I achieved a long-cherished ambition on Tuesday when I ran an iconic London route that I’ve had as a target since I started running reasonably seriously. I completed a run from the depths of the city’s central basin to the rim of its suburbs. My route took me from St Pauls, over the Wobbly Bridge, down Borough High Street to the Elephant, along Walworth Road to Camberwell Green, past Kings College Hospital and around Champion Park, down to East Dulwich, up Lordship Lane and around the final stretch of the South Circular to home. I completed it in one hour and 15 minutes, which I was pretty happy with.

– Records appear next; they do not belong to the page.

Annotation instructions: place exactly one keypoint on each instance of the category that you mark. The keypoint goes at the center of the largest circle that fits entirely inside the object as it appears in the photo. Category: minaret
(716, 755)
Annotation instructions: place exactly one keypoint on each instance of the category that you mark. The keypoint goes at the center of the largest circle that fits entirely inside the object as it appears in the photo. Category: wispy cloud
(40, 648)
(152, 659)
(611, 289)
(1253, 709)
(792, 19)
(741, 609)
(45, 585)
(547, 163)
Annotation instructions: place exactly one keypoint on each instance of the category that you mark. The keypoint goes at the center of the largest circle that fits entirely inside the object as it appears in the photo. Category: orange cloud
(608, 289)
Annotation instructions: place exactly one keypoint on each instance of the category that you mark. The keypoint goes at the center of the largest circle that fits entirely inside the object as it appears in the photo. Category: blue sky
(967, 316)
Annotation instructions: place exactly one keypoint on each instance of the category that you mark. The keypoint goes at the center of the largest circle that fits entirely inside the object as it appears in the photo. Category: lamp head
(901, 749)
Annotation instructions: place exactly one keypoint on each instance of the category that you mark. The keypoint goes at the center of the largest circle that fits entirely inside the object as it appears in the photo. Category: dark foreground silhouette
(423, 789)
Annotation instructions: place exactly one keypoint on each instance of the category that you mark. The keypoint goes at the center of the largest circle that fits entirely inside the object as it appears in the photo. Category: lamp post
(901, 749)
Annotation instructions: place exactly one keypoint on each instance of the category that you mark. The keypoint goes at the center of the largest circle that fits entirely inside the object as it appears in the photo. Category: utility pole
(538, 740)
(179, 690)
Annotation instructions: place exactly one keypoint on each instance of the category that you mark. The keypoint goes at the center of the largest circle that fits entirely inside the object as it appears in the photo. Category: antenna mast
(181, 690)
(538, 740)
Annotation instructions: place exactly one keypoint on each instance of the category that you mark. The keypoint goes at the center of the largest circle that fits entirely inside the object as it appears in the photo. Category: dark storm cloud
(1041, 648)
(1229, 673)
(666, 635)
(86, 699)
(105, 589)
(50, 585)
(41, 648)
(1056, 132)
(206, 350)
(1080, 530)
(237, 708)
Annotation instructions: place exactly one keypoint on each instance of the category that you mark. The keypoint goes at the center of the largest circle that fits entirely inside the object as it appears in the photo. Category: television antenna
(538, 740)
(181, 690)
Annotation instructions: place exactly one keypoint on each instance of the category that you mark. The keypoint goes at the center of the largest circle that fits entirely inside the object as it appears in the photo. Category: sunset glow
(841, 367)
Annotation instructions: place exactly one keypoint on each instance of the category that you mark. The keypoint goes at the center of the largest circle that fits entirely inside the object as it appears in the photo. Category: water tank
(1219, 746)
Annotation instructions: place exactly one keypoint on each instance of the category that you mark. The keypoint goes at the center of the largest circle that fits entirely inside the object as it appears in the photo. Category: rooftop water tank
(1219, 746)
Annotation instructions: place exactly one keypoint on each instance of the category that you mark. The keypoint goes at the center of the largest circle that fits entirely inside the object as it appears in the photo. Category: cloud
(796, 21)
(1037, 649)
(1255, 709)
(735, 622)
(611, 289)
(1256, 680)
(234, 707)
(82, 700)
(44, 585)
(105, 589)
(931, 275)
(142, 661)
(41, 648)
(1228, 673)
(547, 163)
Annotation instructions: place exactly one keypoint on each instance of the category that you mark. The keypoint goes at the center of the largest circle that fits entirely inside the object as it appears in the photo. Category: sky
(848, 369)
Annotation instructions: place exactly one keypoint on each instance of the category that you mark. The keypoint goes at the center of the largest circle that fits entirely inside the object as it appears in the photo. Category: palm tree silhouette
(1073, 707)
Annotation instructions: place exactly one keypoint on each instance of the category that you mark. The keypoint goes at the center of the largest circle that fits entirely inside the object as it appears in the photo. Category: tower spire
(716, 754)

It wasn’t only the fact that I’d completed my longest run ever that made me very happy. One of the many things I love about London is the challenges it offers, and this run from the centre to the suburbs helped to reaffirm my already deep connection with my city. We all find our ways to express our attachment to this amazing place, and this is one of mine. Hopes of doing the London Marathon, a truly iconic acheivement, still seem far off, but the run was part of my training for the Royal Parks Half – a route I’ve wanted to do for some time.
It’s not for everyone, but for me, being able to run a particular route (relatively) comfortably is one way of expressing an affinity for, and a respectful mastery of, a specific manifestation of the city. On a more practical note, it makes me feel a little more confident about the Half, even though it still seems daunting and I haven’t decided whether to go for sponsorship or just the personal challenge.
On a different note entirely, it was good to see my brief post on Chas ‘n’ Dave attract some comment. I particularly liked Tom Davies’s contribution, in which he showed a typically astute eye when he said: “It’s a bit annoying, that since the likes of Pete Doherty started bigging them up a few years ago, people now assume you’re being a ‘knowing’, ‘ironic’ middle-class dilettante if you admit to liking any of their songs. Whereas in fact they stand up just fine in their own right.”
Quite right too, and I remember Squeeze and Ian Dury being dismissed in similarly contemptuous tones by people who later claimed to recognise the true genius on display. Better late than never I guess, and I’m conscious this smacks of that muso snobbery that strains to prove ‘I liked them before anyone had heard of them’. But hey, none of us is perfect.